First things, first – what is a business dispute?
A business dispute can be a disagreement between two businesses over the terms and/or performance of an agreement, which could have been made either in writing or verbally. As set out in the remainder of this blog, business disputes are not always contractual.
What can cause a business dispute?
There are many causes as to why you may have a business dispute. A few common examples are:
- Contract disputes
- Professional negligence
- IP infringement
Contracts are what hold businesses and professional relationships together. Sometimes disputes arise out of the contract because its terms are incomplete or just plain unclear. In other instances, a party may not live up to their end of the deal, for example failing to meet a deadline. Furthermore, if a party to a contract fails to make payments as required, this is normally a breach of contract. Any contract should clearly stipulate what is expected of each party, failure to adhere to these terms can render a party in breach of contract.
To protect yourself, consider the following:
- Record every agreement in writing.
- Avoid miscommunication – disputes often arise because people don’t know what they should be doing.
- Include dispute resolution clauses, as these will map out what happens in the event of a dispute.
By ensuring parties to an agreement are on the same page, major issues and many disputes can be avoided.
The definition of professional negligence is the failure of a professional to perform to the standard required to satisfy their duty of care to a third party.
When you use a professional service, the professional is expected to perform to the standard expected of someone in their sector / field.
To bring a claim in professional negligence, the following will need to be taken into account:
- Duty of care: the professional must owe the third party looking to bring a claim a duty of care, this requirement will normally be satisfied where the professional has provided a business or person with a service directly.
- Breach of duty: the professional fell below the standard of care imposed by the law. Professionals are often judged against the standard of a reasonable person acting in their sector / field.
- Causation: it must be established that the professional’s breach of duty was a substantial factor in causing the loss or harm suffered.

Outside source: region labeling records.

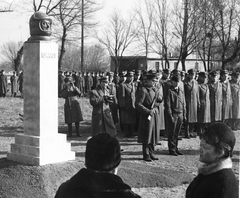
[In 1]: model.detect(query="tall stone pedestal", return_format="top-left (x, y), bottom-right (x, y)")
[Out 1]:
top-left (7, 41), bottom-right (75, 165)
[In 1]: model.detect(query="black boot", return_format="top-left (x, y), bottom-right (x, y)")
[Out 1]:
top-left (75, 122), bottom-right (82, 137)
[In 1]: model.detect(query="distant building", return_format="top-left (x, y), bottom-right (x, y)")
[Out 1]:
top-left (110, 56), bottom-right (221, 71)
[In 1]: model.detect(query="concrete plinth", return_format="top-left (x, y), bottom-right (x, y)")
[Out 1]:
top-left (7, 41), bottom-right (75, 165)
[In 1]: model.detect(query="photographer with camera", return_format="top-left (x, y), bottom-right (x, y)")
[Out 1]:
top-left (90, 76), bottom-right (116, 137)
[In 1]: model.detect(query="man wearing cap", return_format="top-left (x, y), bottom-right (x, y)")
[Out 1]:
top-left (208, 71), bottom-right (222, 122)
top-left (220, 70), bottom-right (232, 122)
top-left (55, 133), bottom-right (140, 198)
top-left (198, 72), bottom-right (211, 137)
top-left (186, 123), bottom-right (239, 198)
top-left (184, 69), bottom-right (200, 138)
top-left (136, 71), bottom-right (163, 162)
top-left (231, 72), bottom-right (240, 130)
top-left (118, 71), bottom-right (136, 137)
top-left (166, 72), bottom-right (186, 156)
top-left (60, 76), bottom-right (83, 137)
top-left (89, 76), bottom-right (116, 136)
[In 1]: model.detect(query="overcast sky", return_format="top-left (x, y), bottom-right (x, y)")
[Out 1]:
top-left (0, 0), bottom-right (138, 46)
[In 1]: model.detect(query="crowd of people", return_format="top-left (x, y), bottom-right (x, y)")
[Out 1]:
top-left (59, 69), bottom-right (240, 158)
top-left (0, 70), bottom-right (23, 98)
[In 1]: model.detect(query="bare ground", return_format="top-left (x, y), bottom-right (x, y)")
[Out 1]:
top-left (0, 95), bottom-right (240, 198)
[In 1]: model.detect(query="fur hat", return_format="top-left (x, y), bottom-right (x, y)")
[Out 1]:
top-left (85, 133), bottom-right (121, 171)
top-left (202, 123), bottom-right (236, 157)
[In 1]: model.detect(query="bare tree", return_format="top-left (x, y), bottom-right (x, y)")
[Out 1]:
top-left (1, 41), bottom-right (23, 71)
top-left (97, 11), bottom-right (137, 72)
top-left (173, 0), bottom-right (204, 71)
top-left (134, 0), bottom-right (154, 67)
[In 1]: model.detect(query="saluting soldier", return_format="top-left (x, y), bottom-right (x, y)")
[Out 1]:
top-left (184, 69), bottom-right (200, 138)
top-left (220, 70), bottom-right (232, 122)
top-left (209, 71), bottom-right (222, 122)
top-left (89, 76), bottom-right (116, 137)
top-left (198, 72), bottom-right (211, 136)
top-left (166, 72), bottom-right (186, 156)
top-left (136, 71), bottom-right (163, 162)
top-left (118, 71), bottom-right (136, 137)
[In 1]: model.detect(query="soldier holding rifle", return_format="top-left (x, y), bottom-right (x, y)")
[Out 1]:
top-left (136, 71), bottom-right (163, 162)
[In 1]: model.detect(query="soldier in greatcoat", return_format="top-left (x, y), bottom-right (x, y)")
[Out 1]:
top-left (0, 70), bottom-right (7, 97)
top-left (220, 70), bottom-right (232, 122)
top-left (198, 72), bottom-right (211, 136)
top-left (166, 72), bottom-right (186, 156)
top-left (208, 71), bottom-right (222, 122)
top-left (136, 72), bottom-right (163, 162)
top-left (61, 77), bottom-right (83, 137)
top-left (89, 76), bottom-right (117, 137)
top-left (10, 71), bottom-right (18, 97)
top-left (118, 71), bottom-right (136, 137)
top-left (231, 72), bottom-right (240, 130)
top-left (184, 69), bottom-right (200, 138)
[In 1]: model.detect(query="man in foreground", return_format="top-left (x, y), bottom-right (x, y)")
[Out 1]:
top-left (55, 133), bottom-right (140, 198)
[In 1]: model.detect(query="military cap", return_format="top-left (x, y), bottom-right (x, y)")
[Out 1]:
top-left (188, 69), bottom-right (196, 74)
top-left (127, 71), bottom-right (134, 76)
top-left (163, 69), bottom-right (170, 74)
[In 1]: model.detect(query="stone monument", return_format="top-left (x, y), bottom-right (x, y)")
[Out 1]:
top-left (7, 12), bottom-right (75, 166)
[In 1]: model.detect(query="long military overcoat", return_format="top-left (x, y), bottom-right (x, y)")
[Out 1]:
top-left (184, 79), bottom-right (200, 123)
top-left (198, 84), bottom-right (211, 123)
top-left (136, 87), bottom-right (163, 145)
top-left (90, 85), bottom-right (116, 136)
top-left (118, 82), bottom-right (136, 124)
top-left (209, 82), bottom-right (222, 122)
top-left (231, 83), bottom-right (240, 119)
top-left (61, 86), bottom-right (83, 124)
top-left (222, 82), bottom-right (232, 120)
top-left (10, 75), bottom-right (18, 93)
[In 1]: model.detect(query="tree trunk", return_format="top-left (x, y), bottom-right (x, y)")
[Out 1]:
top-left (58, 29), bottom-right (67, 70)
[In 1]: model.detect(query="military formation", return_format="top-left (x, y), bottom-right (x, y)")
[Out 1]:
top-left (59, 69), bottom-right (240, 161)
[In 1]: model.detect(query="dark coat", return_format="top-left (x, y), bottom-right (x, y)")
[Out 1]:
top-left (10, 75), bottom-right (18, 93)
top-left (186, 158), bottom-right (239, 198)
top-left (209, 82), bottom-right (222, 122)
top-left (118, 82), bottom-right (136, 124)
top-left (108, 82), bottom-right (119, 123)
top-left (136, 87), bottom-right (163, 145)
top-left (198, 84), bottom-right (211, 123)
top-left (61, 86), bottom-right (83, 124)
top-left (231, 83), bottom-right (240, 119)
top-left (55, 168), bottom-right (140, 198)
top-left (184, 79), bottom-right (200, 123)
top-left (222, 82), bottom-right (232, 120)
top-left (90, 85), bottom-right (116, 136)
top-left (0, 74), bottom-right (7, 95)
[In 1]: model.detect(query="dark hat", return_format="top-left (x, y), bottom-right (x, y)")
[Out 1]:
top-left (171, 69), bottom-right (181, 75)
top-left (202, 123), bottom-right (236, 156)
top-left (99, 76), bottom-right (109, 82)
top-left (198, 72), bottom-right (208, 78)
top-left (163, 69), bottom-right (170, 74)
top-left (209, 71), bottom-right (219, 77)
top-left (220, 70), bottom-right (229, 75)
top-left (188, 69), bottom-right (196, 74)
top-left (231, 72), bottom-right (240, 78)
top-left (64, 76), bottom-right (73, 83)
top-left (106, 72), bottom-right (114, 76)
top-left (127, 71), bottom-right (134, 77)
top-left (85, 133), bottom-right (121, 171)
top-left (146, 70), bottom-right (158, 79)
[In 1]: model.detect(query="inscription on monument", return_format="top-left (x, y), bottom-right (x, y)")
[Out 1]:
top-left (41, 53), bottom-right (57, 59)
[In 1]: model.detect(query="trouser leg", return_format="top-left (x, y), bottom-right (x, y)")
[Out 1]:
top-left (68, 123), bottom-right (72, 137)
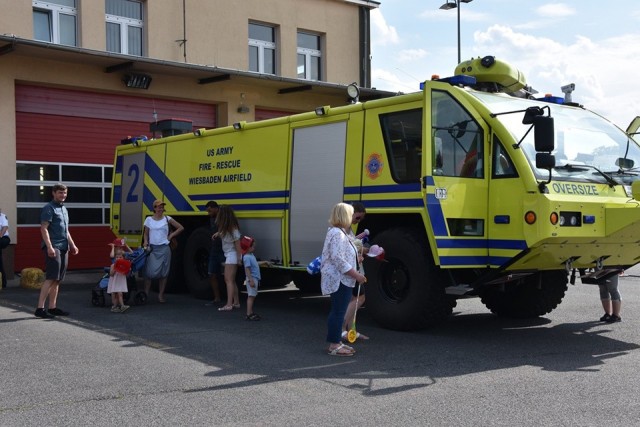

- Loss suffered: you have suffered loss as a result of the professional’s negligent actions.
There are many examples of professional negligence. Including:
- An accountant giving poor financial advice which causes you to suffer a loss.
- A surveyor failing to report significant defects in a property you are intending to buy.
- An architect drawing up plans for an extension which does not comply with planning permission resulting in you having to rebuild their extension.
Professional negligence isn’t just poor service. If professional negligence results in you incurring losses, you may be legally entitled to claim compensation.
Particularly today, the IP (intellectual property) a business owns is of significant importance.
The most common IP infringement disputes relate to copyright, trademarks, design rights, branding and logos. Breach of licencing agreements and copying websites are particularly common areas.
In these cases, it can be an incredibly difficult time for the individual whose work has been infringed – and for companies, any allegations of copyright theft or theft or infringement of intellectual property can be damaging both financially and in terms of reputation.
IP disputes often arise when other businesses infringe your IP, or take action against you for infringing their IP rights. As with other disputes, you need to understand your rights and the best approach to dispute resolution.
In cases where there is an intellectual property dispute, it is important to seek expert legal advice before a dispute escalates.